Macar fiği(Vicia pannonica Crantz.) ve tüylü fiğ (Vica villosa Roth.) kışa en iyi dayanan fiğ türleridir. Her iki bitki türü de, Orta Anadolu gibi kışı sert geçen, kurak ve yarı kurak iklime sahip bölgelerde kışlık olarak rahatlıkla ekilebilir. Ot üretmek amacıyla yalın olarak yetiştirilebileceği gibi, tahıllarla karışık olarak silaj ve ot amacıyla yetiştirilebilir.

Ot için yetiştirilen fiğler, tane için yetiştirilen fiğlere göre daha az su ve besin maddesi tüketirler, bu nedenle nemli ve besleyici bir toprak yapısı bırakırlar. Yılın serin ve yağışlı döneminde yetişip kurak yaz dönemi başlamadan toprağı terk ettikleri için, kendisinden sonra gelen tahılların veriminde düşmeye yol açmazlar. Bu nedenle, tahıl nadas sisteminin yaygın olarak uygulandığı kurak ve yarı kurak bölgelerde, nadas yılının ot üretimi amacıyla değerlendirilmesinde, fiğ türleri önemli bir potansiyele sahiptir. Özellikle kışlık olarak ekilen tüylü fiğ ve Macar fiği bu açıdan daha avantajlıdır. İç Anadolu Bölgesinin 2.884.105 ha nadas alanı ile bölgeler içinde ilk sırada yer aldığı düşünülürse, bunun önemi daha iyi anlaşılacaktır. Karagöz vd. (1991), nadas - tahıl sisteminin uygulandığı alanlarda buğday üretimini sınırlandırmadan nadas alanlarının değerlendirilmesinde fiğ türlerinin büyük önem taşıdığını belirtmektedir.

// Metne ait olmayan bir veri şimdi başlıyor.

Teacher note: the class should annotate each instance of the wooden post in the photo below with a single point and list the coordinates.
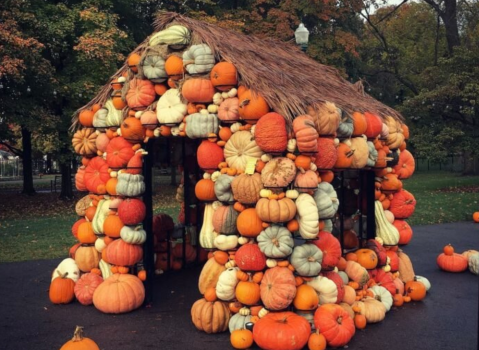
(148, 247)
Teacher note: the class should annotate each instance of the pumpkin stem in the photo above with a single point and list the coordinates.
(78, 334)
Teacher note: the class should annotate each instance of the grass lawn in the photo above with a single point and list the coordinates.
(39, 227)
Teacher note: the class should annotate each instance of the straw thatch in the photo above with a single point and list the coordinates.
(288, 79)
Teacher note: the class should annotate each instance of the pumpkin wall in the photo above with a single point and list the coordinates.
(270, 214)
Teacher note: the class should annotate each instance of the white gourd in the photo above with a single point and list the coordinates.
(133, 234)
(207, 233)
(384, 229)
(307, 216)
(225, 288)
(69, 266)
(170, 108)
(325, 288)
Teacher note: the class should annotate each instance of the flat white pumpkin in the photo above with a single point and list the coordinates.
(170, 108)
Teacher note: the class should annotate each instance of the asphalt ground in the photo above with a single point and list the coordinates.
(446, 319)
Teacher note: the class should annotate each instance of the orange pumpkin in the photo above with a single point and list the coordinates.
(252, 106)
(224, 76)
(198, 90)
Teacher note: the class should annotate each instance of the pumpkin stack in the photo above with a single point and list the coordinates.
(275, 271)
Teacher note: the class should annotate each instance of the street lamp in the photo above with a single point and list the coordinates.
(302, 35)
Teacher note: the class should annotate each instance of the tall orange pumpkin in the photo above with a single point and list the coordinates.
(224, 76)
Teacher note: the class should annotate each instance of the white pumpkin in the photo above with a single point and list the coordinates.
(175, 36)
(383, 295)
(425, 281)
(326, 200)
(153, 67)
(224, 242)
(238, 321)
(239, 148)
(102, 211)
(198, 59)
(225, 288)
(325, 288)
(306, 260)
(200, 125)
(307, 216)
(133, 234)
(170, 108)
(130, 185)
(67, 266)
(207, 233)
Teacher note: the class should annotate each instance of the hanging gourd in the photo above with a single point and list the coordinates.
(326, 154)
(201, 125)
(140, 94)
(228, 110)
(198, 90)
(326, 200)
(326, 117)
(278, 172)
(198, 59)
(175, 36)
(252, 106)
(270, 133)
(170, 108)
(224, 76)
(239, 148)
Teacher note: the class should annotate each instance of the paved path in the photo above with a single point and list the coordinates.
(446, 319)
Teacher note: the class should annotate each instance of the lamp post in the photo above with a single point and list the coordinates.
(302, 35)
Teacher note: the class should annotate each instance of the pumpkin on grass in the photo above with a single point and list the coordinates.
(281, 331)
(79, 342)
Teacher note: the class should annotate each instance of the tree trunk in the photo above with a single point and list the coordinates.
(449, 17)
(66, 171)
(469, 164)
(27, 162)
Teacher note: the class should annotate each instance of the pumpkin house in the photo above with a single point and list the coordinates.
(298, 190)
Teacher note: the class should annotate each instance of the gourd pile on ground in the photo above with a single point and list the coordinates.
(269, 207)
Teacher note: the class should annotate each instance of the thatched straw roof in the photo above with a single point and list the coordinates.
(288, 79)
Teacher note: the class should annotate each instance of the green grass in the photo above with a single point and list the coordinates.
(35, 238)
(443, 197)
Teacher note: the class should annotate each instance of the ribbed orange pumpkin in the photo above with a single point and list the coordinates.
(327, 155)
(86, 118)
(270, 133)
(335, 324)
(86, 286)
(252, 105)
(281, 331)
(141, 94)
(174, 67)
(118, 152)
(209, 155)
(224, 76)
(205, 190)
(112, 295)
(131, 211)
(405, 231)
(61, 290)
(405, 166)
(248, 223)
(112, 226)
(360, 124)
(121, 253)
(198, 90)
(305, 134)
(374, 125)
(132, 130)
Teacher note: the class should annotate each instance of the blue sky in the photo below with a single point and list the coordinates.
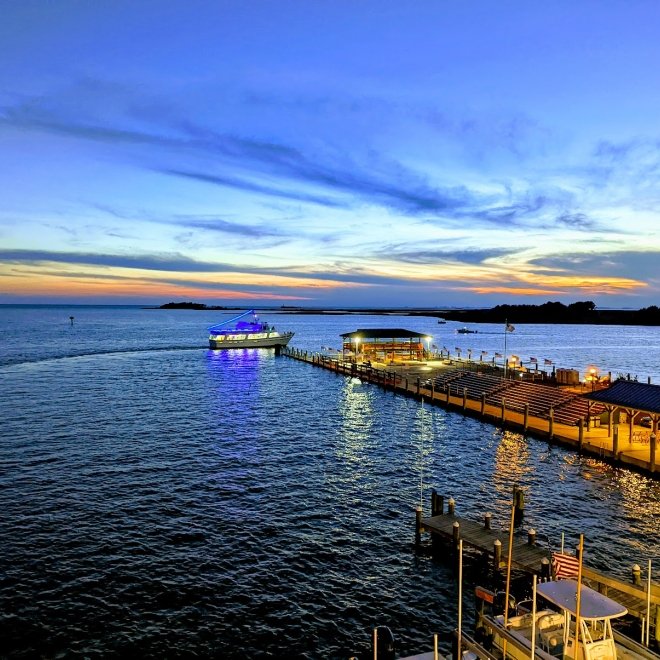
(330, 153)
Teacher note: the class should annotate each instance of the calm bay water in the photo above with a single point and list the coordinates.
(163, 500)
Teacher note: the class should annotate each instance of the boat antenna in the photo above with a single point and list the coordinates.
(648, 604)
(460, 597)
(578, 593)
(421, 461)
(533, 653)
(506, 325)
(508, 572)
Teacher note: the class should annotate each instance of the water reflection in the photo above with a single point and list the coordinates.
(356, 426)
(511, 464)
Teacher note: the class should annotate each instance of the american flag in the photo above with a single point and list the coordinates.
(564, 566)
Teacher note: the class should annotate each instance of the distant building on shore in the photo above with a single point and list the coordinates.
(385, 344)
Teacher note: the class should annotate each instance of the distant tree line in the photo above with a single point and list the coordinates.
(556, 312)
(190, 305)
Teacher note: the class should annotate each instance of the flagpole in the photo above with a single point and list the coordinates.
(508, 575)
(578, 590)
(506, 325)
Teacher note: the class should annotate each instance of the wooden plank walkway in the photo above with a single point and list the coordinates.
(595, 441)
(475, 535)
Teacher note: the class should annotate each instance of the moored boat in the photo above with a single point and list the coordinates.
(550, 632)
(247, 331)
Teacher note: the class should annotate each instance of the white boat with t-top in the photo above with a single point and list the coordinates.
(553, 627)
(247, 331)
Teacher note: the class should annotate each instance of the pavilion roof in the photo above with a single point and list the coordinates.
(383, 333)
(630, 394)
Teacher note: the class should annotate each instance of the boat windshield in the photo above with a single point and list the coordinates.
(251, 325)
(593, 605)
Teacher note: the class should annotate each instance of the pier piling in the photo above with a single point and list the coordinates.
(487, 520)
(497, 555)
(418, 527)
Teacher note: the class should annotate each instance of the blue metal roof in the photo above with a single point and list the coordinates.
(630, 394)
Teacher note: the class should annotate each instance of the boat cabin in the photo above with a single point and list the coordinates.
(385, 345)
(552, 628)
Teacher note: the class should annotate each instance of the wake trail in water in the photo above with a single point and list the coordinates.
(54, 358)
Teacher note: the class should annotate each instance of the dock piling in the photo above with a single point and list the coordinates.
(545, 569)
(551, 423)
(418, 527)
(652, 449)
(526, 418)
(497, 555)
(519, 504)
(580, 434)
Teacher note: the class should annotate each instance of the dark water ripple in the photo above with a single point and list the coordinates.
(194, 504)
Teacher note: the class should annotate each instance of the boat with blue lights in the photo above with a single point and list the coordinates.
(247, 331)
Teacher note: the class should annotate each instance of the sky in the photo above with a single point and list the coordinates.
(330, 153)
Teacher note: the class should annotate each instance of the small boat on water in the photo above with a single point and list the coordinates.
(552, 627)
(246, 331)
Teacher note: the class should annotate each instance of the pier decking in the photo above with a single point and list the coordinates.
(556, 414)
(531, 558)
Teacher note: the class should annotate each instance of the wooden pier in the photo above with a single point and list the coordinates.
(528, 557)
(547, 413)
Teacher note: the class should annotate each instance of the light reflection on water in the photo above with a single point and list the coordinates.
(164, 502)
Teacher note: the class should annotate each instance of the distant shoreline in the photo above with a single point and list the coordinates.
(548, 313)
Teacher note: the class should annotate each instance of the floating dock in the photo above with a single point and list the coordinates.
(551, 413)
(529, 557)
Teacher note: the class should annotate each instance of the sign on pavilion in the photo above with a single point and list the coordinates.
(385, 345)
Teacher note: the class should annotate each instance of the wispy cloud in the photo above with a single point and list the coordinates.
(442, 255)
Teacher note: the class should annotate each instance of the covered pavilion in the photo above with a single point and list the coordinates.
(640, 402)
(385, 344)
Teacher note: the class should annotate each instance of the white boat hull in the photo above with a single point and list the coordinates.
(272, 340)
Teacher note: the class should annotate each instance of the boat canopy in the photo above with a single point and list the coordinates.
(593, 605)
(241, 326)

Nadas uygulamasında esas amaç, yağışların yetersiz olduğu bölgelerde, bir yıl toprağı boş bırakarak sonra ekilecek ürün için belli ölçüde toprakta nem birikiminin sağlanmasıdır. Ancak, nadas yoluyla toprakta nem birikimi sağlamak, her toprakta ve her iklim koşulunda mümkün olmamaktadır. Nadas yoluyla toprakta yeterli nem

(14)

3

birikimi sağlanması için, öncelikle toprağın su tutma kapasitesi yüksek olmalı, bunun yanında toprak profilinin de derin olması gereklidir. Çünkü, buharlaşmayla nem kaybı daha çok toprağın yüzey tabakasında meydana gelmekte, nadas yoluyla biriktirilen nemin çoğu, toprağın alt tabakalarında muhafaza edilmektedir. Güneydoğu Anadolu Bölgesi gibi sıcak bölgelerde, sıcak yaz aylarında buharlaşma yoğun olduğu için, nadas uygulamasıyla derin topraklarda bile toprakta yeterli nem birikimi mümkün olmamaktadır. Bu nedenle, nadas yılını fiğ türleri ile ot üretme amacıyla değerlendirmek daha doğrudur. Yeşilsoy (1984), 0-90 cm derinlikte ki buharlaşmayla kaybolan toprak nemini buharlaştırmak yerine, kökleri fazla derine gitmeyen baklagiller ya da başka bir yüzeysel kök yapısına sahip bitkilerle değerlendirmenin daha akıllıca olacağını, bunun için de kışlık türleri tercih etmek gerektiğini belirtmektedir.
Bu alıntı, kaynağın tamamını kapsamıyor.